Jeon Sangmin, Lee Kangju, Lee Kyeongwon, Lee Woojoo
Department of Intelligent Semiconductor Engineering, Chung-Ang University, 84, Heukseok-ro, Dongjak-gu, Seoul 06974, Republic of Korea.
Micromachines (Basel). 2024 Sep 30;15(10):1222. doi: 10.3390/mi15101222.
The rapid advancement of artificial intelligence (AI) technology, combined with the widespread proliferation of Internet of Things (IoT) devices, has significantly expanded the scope of AI applications, from data centers to edge devices. Running AI applications on edge devices requires a careful balance between data processing performance and energy efficiency. This challenge becomes even more critical when the computational load of applications dynamically changes over time, making it difficult to maintain optimal performance and energy efficiency simultaneously. To address these challenges, we propose a novel processing-in-memory (PIM) technology that dynamically optimizes performance and power consumption in response to real-time workload variations in AI applications. Our proposed solution consists of a new PIM architecture and an operational algorithm designed to maximize its effectiveness. The PIM architecture follows a well-established structure known for effectively handling data-centric tasks in AI applications. However, unlike conventional designs, it features a heterogeneous configuration of high-performance PIM (HP-PIM) modules and low-power PIM (LP-PIM) modules. This enables the system to dynamically adjust data processing based on varying computational load, optimizing energy efficiency according to the application's workload demands. In addition, we present a data placement optimization algorithm to fully leverage the potential of the heterogeneous PIM architecture. This algorithm predicts changes in application workloads and optimally allocates data to the HP-PIM and LP-PIM modules, improving energy efficiency. To validate and evaluate the proposed technology, we implemented the PIM architecture and developed an embedded processor that integrates this architecture. We performed FPGA prototyping of the processor, and functional verification was successfully completed. Experimental results from running applications with varying workload demands on the prototype PIM processor demonstrate that the proposed technology achieves up to 29.54% energy savings.

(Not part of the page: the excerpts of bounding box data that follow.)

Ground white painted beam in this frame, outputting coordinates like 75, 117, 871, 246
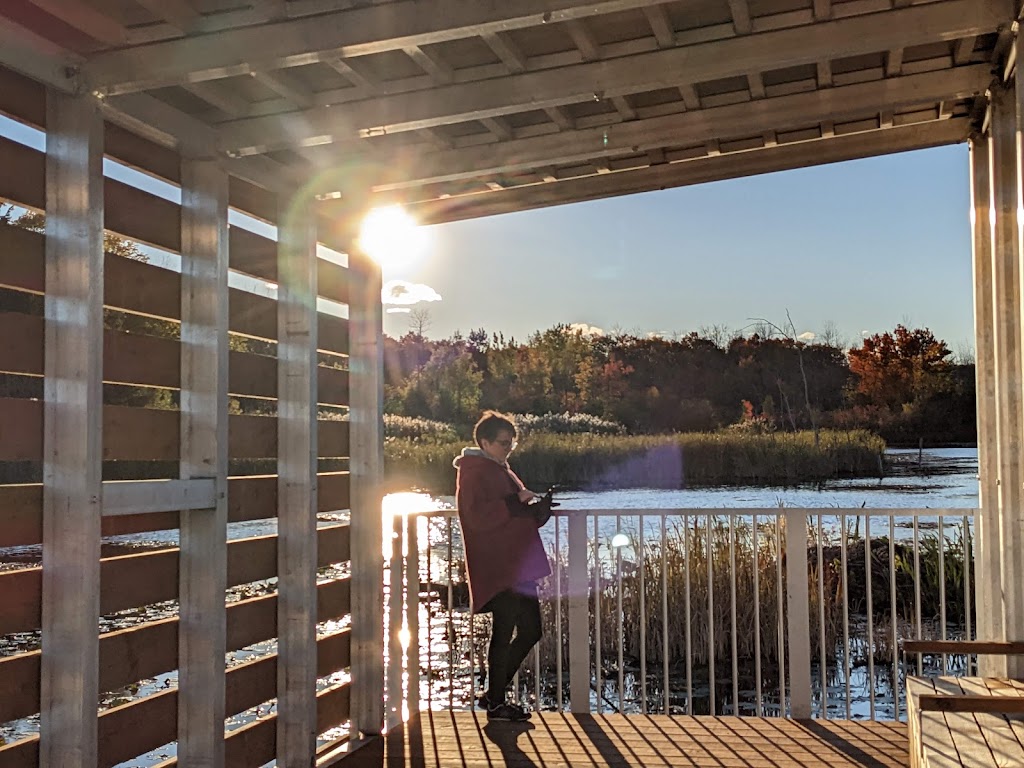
399, 118, 970, 224
177, 159, 227, 768
29, 0, 127, 45
103, 478, 218, 517
278, 196, 317, 766
86, 0, 679, 94
350, 246, 384, 736
39, 90, 103, 768
971, 136, 1002, 675
376, 65, 990, 190
214, 0, 1005, 152
989, 86, 1024, 675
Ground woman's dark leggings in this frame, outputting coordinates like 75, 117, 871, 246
487, 587, 543, 703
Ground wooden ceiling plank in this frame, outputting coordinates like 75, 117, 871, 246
23, 0, 127, 45
886, 48, 903, 78
565, 18, 601, 61
480, 32, 526, 73
87, 0, 675, 95
643, 5, 676, 48
409, 118, 970, 223
379, 65, 990, 189
0, 12, 83, 93
214, 0, 1005, 153
135, 0, 203, 34
729, 0, 751, 35
406, 45, 455, 83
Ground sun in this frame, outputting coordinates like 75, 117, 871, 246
359, 206, 429, 269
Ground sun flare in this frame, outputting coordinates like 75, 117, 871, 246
359, 206, 429, 269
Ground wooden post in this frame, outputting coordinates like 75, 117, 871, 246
178, 160, 227, 768
278, 199, 317, 768
568, 512, 596, 714
348, 245, 384, 737
971, 136, 1002, 675
990, 85, 1024, 675
39, 89, 103, 768
783, 510, 811, 719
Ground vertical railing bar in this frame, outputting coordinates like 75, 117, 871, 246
445, 517, 459, 710
889, 513, 899, 721
864, 514, 874, 720
705, 512, 718, 716
406, 515, 420, 716
557, 517, 563, 712
637, 515, 647, 715
729, 515, 739, 715
425, 517, 434, 710
964, 515, 978, 675
840, 514, 853, 720
775, 514, 785, 717
751, 512, 764, 717
594, 515, 604, 714
817, 512, 828, 720
615, 515, 626, 713
683, 514, 696, 715
939, 515, 948, 675
662, 515, 671, 715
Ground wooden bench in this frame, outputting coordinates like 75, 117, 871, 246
903, 640, 1024, 768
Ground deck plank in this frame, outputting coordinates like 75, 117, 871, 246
352, 712, 907, 768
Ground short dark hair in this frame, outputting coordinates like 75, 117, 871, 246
473, 411, 515, 447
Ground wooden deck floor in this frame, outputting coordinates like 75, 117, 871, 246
344, 712, 908, 768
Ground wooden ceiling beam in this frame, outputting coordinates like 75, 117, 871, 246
23, 0, 128, 45
86, 0, 679, 95
397, 118, 970, 224
214, 0, 1006, 154
366, 65, 990, 190
135, 0, 203, 34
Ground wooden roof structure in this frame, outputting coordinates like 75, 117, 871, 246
0, 0, 1015, 222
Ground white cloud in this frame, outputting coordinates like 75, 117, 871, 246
381, 280, 441, 306
567, 323, 604, 336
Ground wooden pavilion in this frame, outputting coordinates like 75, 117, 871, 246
0, 0, 1024, 768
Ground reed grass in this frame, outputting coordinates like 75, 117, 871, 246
384, 430, 885, 494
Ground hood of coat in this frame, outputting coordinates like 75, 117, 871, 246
452, 445, 509, 469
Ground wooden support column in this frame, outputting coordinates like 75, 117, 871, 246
178, 159, 227, 768
990, 79, 1024, 675
971, 136, 1002, 675
348, 245, 384, 737
39, 89, 103, 768
278, 197, 317, 768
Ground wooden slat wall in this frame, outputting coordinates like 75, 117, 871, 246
0, 68, 368, 768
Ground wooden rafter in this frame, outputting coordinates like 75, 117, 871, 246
87, 0, 675, 94
211, 0, 1001, 153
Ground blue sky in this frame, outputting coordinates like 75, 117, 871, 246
385, 144, 974, 350
0, 112, 974, 351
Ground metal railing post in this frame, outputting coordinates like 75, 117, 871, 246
783, 510, 811, 719
568, 512, 590, 713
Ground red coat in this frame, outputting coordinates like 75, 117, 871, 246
455, 450, 551, 613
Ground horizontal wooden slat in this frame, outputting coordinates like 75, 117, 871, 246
0, 472, 349, 547
0, 630, 351, 768
0, 225, 348, 354
0, 312, 348, 406
0, 525, 349, 635
0, 397, 348, 461
918, 693, 1024, 715
902, 640, 1024, 655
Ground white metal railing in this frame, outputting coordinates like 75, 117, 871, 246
388, 507, 976, 719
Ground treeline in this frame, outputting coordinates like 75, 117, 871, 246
385, 326, 976, 444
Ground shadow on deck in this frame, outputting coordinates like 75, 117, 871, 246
342, 712, 908, 768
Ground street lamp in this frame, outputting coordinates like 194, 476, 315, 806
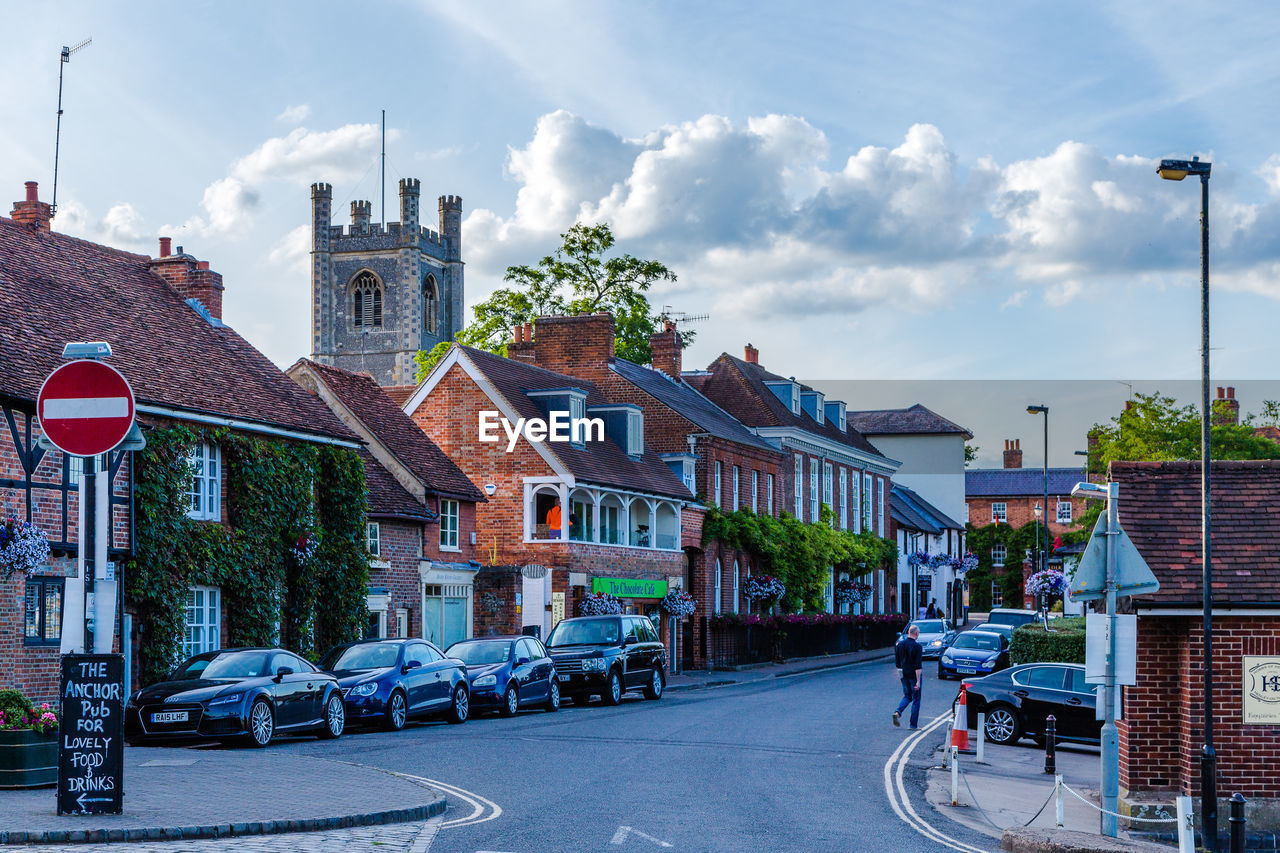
1156, 158, 1217, 853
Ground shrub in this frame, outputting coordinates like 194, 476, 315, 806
1009, 616, 1084, 665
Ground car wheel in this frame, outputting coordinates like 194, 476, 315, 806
987, 704, 1023, 745
499, 684, 520, 717
644, 669, 667, 699
600, 670, 622, 704
320, 693, 347, 740
248, 698, 275, 747
448, 684, 471, 725
547, 674, 559, 713
383, 690, 408, 731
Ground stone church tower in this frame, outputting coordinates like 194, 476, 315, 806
311, 178, 462, 386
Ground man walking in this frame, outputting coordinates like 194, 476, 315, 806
893, 625, 924, 729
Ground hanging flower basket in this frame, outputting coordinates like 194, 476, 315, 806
0, 519, 49, 580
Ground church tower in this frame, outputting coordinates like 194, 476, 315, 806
311, 178, 462, 386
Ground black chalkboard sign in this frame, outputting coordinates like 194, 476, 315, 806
58, 654, 124, 815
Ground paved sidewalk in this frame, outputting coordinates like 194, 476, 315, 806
667, 647, 893, 690
0, 747, 445, 844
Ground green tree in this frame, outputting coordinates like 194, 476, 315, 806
416, 223, 694, 382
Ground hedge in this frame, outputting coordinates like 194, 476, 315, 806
1009, 616, 1084, 665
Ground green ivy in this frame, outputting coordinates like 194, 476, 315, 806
703, 503, 897, 611
125, 425, 369, 684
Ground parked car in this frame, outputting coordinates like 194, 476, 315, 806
899, 619, 956, 660
965, 663, 1102, 744
547, 616, 667, 704
124, 648, 347, 747
938, 630, 1009, 679
320, 639, 471, 731
445, 637, 559, 717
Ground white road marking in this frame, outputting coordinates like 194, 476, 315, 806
884, 711, 988, 853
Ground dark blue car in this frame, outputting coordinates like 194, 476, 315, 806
320, 639, 471, 731
448, 637, 559, 717
938, 630, 1009, 679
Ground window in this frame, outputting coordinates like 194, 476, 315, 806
182, 587, 223, 657
422, 274, 440, 334
187, 444, 221, 521
23, 575, 63, 646
440, 498, 458, 551
351, 269, 383, 329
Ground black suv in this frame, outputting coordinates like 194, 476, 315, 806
547, 616, 667, 704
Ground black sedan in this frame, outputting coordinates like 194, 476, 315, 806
965, 663, 1102, 744
447, 637, 559, 717
124, 648, 347, 747
320, 639, 471, 731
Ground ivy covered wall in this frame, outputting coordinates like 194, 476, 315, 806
124, 424, 369, 684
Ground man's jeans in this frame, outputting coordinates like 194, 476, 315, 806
897, 676, 923, 729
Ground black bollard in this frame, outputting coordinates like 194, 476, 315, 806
1226, 794, 1244, 853
1044, 713, 1057, 776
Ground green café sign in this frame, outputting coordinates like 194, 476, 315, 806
591, 578, 667, 598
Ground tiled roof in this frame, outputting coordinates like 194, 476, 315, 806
609, 359, 777, 451
461, 347, 692, 498
964, 467, 1085, 497
1111, 460, 1280, 608
845, 403, 973, 439
0, 216, 356, 442
685, 352, 886, 459
291, 359, 485, 501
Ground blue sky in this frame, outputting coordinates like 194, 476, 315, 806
0, 3, 1280, 389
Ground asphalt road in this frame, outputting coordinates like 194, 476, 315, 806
273, 661, 993, 853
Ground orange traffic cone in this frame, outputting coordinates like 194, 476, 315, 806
951, 684, 969, 752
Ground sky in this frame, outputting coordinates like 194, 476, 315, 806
0, 0, 1280, 420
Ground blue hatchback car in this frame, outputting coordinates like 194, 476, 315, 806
447, 637, 559, 717
320, 639, 471, 731
938, 630, 1009, 679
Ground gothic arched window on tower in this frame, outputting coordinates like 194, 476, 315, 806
351, 270, 383, 329
422, 274, 440, 334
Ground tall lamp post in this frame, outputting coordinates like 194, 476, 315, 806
1156, 158, 1217, 853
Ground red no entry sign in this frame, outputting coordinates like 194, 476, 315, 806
36, 360, 133, 456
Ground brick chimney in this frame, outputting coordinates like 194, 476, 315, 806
9, 181, 54, 231
1005, 438, 1023, 467
1212, 386, 1240, 427
148, 237, 223, 321
649, 320, 685, 379
534, 314, 613, 379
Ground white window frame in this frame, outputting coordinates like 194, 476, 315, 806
440, 498, 462, 551
186, 442, 223, 521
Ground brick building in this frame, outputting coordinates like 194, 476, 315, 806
288, 359, 485, 648
0, 182, 358, 698
684, 343, 899, 613
403, 346, 700, 644
1110, 460, 1280, 830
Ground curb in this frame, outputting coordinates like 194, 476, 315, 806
0, 792, 447, 845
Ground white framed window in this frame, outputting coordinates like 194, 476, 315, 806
440, 498, 458, 551
182, 587, 223, 657
187, 443, 223, 521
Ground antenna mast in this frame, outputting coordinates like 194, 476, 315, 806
49, 38, 93, 216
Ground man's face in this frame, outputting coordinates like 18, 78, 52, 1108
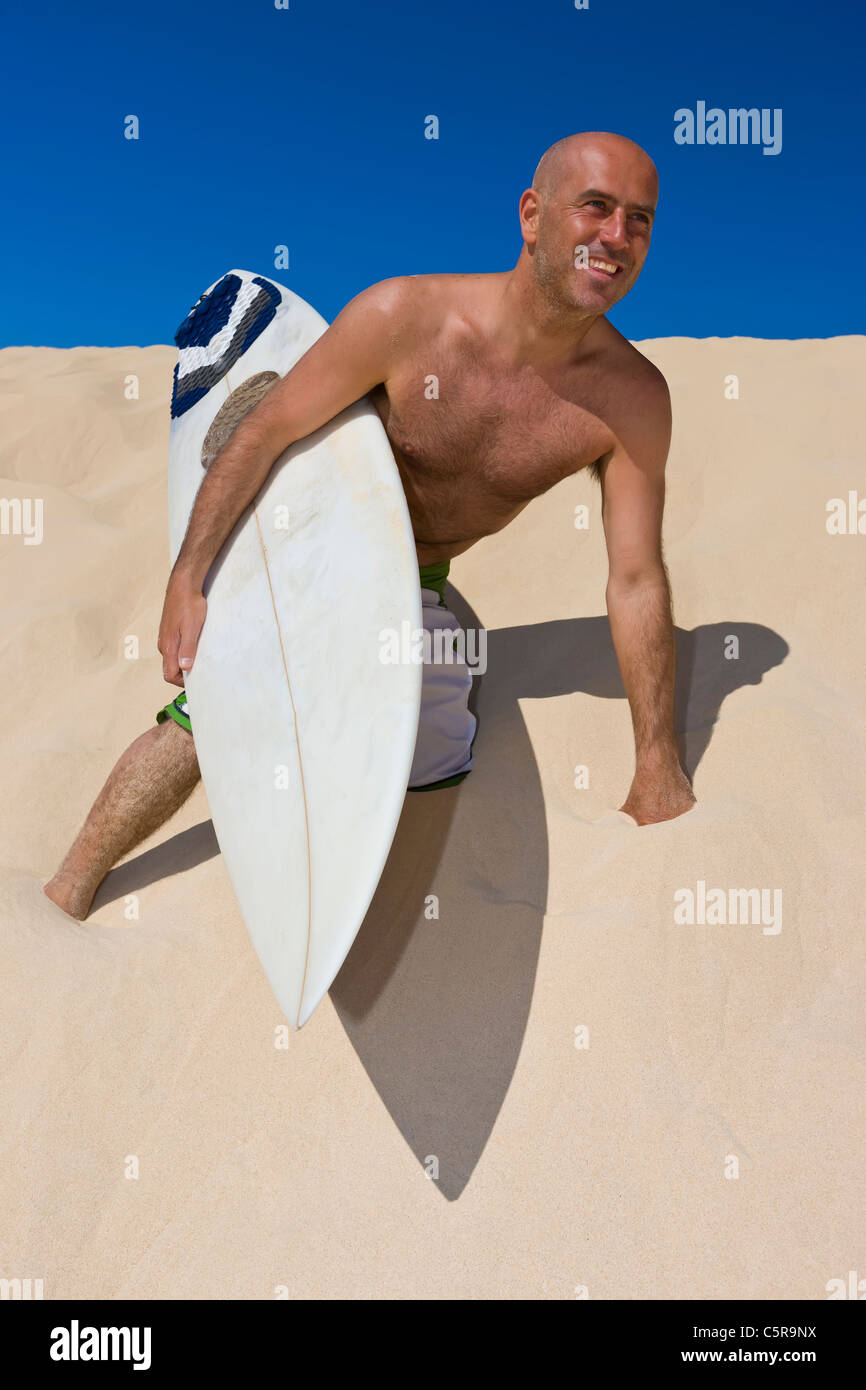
532, 145, 657, 314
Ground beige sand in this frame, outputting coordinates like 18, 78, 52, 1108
0, 338, 866, 1300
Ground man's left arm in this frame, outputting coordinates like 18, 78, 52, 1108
599, 374, 695, 826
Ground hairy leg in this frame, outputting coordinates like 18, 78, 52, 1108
43, 719, 202, 920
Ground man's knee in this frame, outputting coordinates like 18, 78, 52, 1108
154, 719, 200, 776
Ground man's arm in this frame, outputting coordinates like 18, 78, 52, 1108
157, 277, 413, 685
601, 373, 695, 826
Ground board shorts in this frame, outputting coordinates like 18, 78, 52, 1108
156, 560, 475, 791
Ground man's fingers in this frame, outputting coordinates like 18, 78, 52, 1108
178, 628, 200, 671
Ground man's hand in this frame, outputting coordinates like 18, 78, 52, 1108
157, 574, 207, 685
620, 763, 695, 826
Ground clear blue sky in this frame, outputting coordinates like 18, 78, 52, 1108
0, 0, 866, 348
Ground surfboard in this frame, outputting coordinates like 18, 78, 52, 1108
168, 270, 421, 1029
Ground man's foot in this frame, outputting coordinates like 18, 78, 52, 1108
42, 874, 93, 922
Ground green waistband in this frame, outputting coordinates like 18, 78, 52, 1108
418, 560, 450, 602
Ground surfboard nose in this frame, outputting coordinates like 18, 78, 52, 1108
171, 270, 282, 420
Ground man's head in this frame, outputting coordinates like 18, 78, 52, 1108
520, 131, 659, 314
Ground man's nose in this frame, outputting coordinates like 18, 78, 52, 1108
601, 207, 628, 250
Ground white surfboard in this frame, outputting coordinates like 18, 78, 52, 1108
168, 270, 421, 1027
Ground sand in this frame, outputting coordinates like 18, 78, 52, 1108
0, 338, 866, 1300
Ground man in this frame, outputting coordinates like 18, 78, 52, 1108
44, 132, 695, 917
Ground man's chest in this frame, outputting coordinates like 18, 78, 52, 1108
377, 361, 613, 503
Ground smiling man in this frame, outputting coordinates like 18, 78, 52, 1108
44, 132, 694, 917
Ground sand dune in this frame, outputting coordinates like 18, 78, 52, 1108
0, 338, 866, 1300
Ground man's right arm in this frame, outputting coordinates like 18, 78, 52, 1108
157, 277, 413, 685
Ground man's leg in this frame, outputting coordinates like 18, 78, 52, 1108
43, 719, 200, 920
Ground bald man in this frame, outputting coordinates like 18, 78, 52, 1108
44, 132, 695, 917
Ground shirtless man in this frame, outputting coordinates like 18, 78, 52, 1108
44, 132, 695, 919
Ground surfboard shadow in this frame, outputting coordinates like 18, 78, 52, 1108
331, 603, 788, 1201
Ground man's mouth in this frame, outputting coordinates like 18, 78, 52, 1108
582, 256, 623, 279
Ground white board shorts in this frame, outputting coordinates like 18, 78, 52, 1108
156, 578, 475, 791
409, 588, 475, 791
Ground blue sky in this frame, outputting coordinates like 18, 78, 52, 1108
0, 0, 866, 348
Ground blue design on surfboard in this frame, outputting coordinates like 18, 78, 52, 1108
171, 275, 282, 420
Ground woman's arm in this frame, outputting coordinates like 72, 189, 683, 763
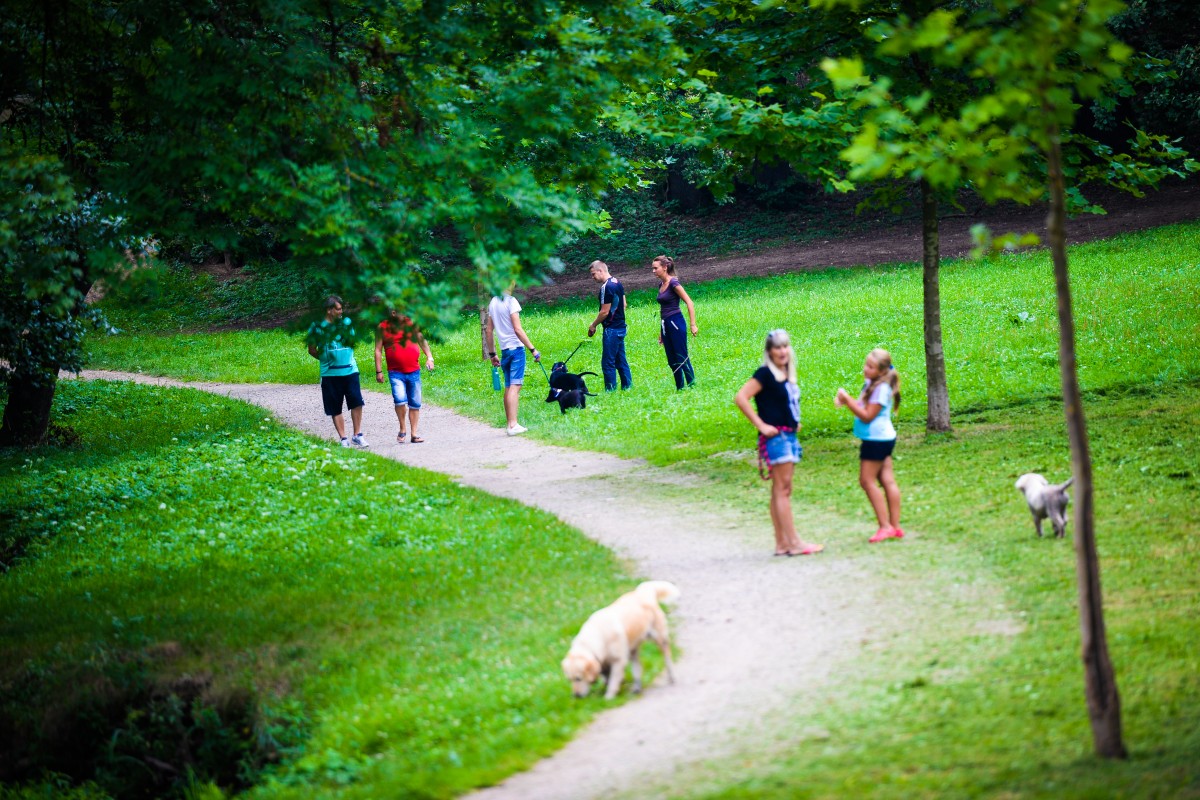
733, 378, 779, 439
838, 389, 883, 422
676, 283, 700, 335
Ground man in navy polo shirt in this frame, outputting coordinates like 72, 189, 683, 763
588, 261, 634, 392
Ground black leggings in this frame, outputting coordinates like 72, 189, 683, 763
662, 314, 696, 389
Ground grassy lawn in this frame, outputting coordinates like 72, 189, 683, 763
90, 223, 1200, 464
0, 381, 630, 798
65, 217, 1200, 798
664, 381, 1200, 800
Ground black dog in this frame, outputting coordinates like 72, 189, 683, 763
546, 386, 588, 414
550, 361, 596, 395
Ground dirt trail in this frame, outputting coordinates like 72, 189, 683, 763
84, 372, 1003, 800
523, 181, 1200, 301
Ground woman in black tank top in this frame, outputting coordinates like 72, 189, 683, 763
733, 329, 824, 555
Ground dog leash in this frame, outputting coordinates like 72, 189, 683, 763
561, 339, 588, 369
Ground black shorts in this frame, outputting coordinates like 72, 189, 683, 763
858, 439, 896, 461
320, 372, 362, 416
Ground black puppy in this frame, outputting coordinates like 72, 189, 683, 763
550, 361, 596, 397
546, 386, 588, 414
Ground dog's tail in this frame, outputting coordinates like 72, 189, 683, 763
637, 581, 679, 603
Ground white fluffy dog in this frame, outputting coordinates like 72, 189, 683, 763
1016, 473, 1075, 539
563, 581, 679, 700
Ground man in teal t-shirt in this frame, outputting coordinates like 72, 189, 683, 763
306, 295, 370, 447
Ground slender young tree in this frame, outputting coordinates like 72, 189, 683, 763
828, 0, 1196, 758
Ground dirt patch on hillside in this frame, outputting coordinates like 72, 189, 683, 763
524, 182, 1200, 302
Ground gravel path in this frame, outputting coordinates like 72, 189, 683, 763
84, 372, 940, 800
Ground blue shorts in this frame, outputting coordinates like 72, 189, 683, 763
500, 348, 524, 386
858, 439, 896, 461
388, 369, 421, 409
767, 431, 804, 467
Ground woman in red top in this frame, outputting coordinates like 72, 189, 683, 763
376, 308, 433, 445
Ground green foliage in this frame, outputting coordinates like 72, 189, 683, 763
84, 223, 1200, 463
0, 154, 120, 386
673, 388, 1200, 800
101, 261, 323, 332
1097, 0, 1200, 152
63, 223, 1200, 798
0, 381, 628, 796
817, 0, 1200, 212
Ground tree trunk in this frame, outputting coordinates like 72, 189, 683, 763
0, 377, 58, 447
920, 180, 950, 431
1046, 117, 1127, 758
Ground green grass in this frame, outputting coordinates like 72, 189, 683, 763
670, 381, 1200, 800
89, 223, 1200, 464
72, 223, 1200, 799
0, 381, 630, 798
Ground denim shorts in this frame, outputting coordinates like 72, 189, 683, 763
500, 348, 524, 386
388, 369, 421, 409
767, 431, 803, 467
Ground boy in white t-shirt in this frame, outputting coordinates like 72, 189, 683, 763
484, 287, 541, 437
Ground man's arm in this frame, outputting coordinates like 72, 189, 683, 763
416, 331, 433, 369
588, 302, 612, 336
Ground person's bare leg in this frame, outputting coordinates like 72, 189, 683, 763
770, 464, 800, 553
504, 384, 521, 428
858, 461, 888, 529
880, 456, 900, 529
767, 467, 790, 555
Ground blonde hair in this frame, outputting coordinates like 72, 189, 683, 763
762, 327, 796, 384
859, 348, 900, 410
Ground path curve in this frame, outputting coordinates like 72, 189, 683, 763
83, 371, 912, 800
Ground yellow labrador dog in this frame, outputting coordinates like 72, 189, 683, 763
563, 581, 679, 700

人工智能(AI)技术的迅速发展,再加上物联网(IoT)设备的广泛普及,显著扩大了AI应用的范围,从数据中心到边缘设备。在边缘设备上运行AI应用需要在数据处理性能和能源效率之间仔细权衡。当应用的计算负载随时间动态变化时,这一挑战变得更加关键,使得难以同时维持最佳性能和能源效率。为应对这些挑战,我们提出了一种新颖的内存处理(PIM)技术,该技术可根据AI应用中的实时工作负载变化动态优化性能和功耗。我们提出的解决方案包括一种新的PIM架构和一种旨在最大化其有效性的操作算法。该PIM架构遵循一种成熟的结构,以有效处理AI应用中以数据为中心的任务而闻名。然而,与传统设计不同的是,它具有高性能PIM(HP-PIM)模块和低功耗PIM(LP-PIM)模块的异构配置。这使系统能够根据变化的计算负载动态调整数据处理,根据应用的工作负载需求优化能源效率。此外,我们提出了一种数据放置优化算法,以充分利用异构PIM架构的潜力。该算法预测应用工作负载的变化,并将数据最优地分配到HP-PIM和LP-PIM模块,提高能源效率。为了验证和评估所提出的技术,我们实现了PIM架构并开发了集成该架构的嵌入式处理器。我们对该处理器进行了FPGA原型设计,并成功完成了功能验证。在原型PIM处理器上运行具有不同工作负载需求的应用的实验结果表明,所提出的技术可实现高达29.54%的节能。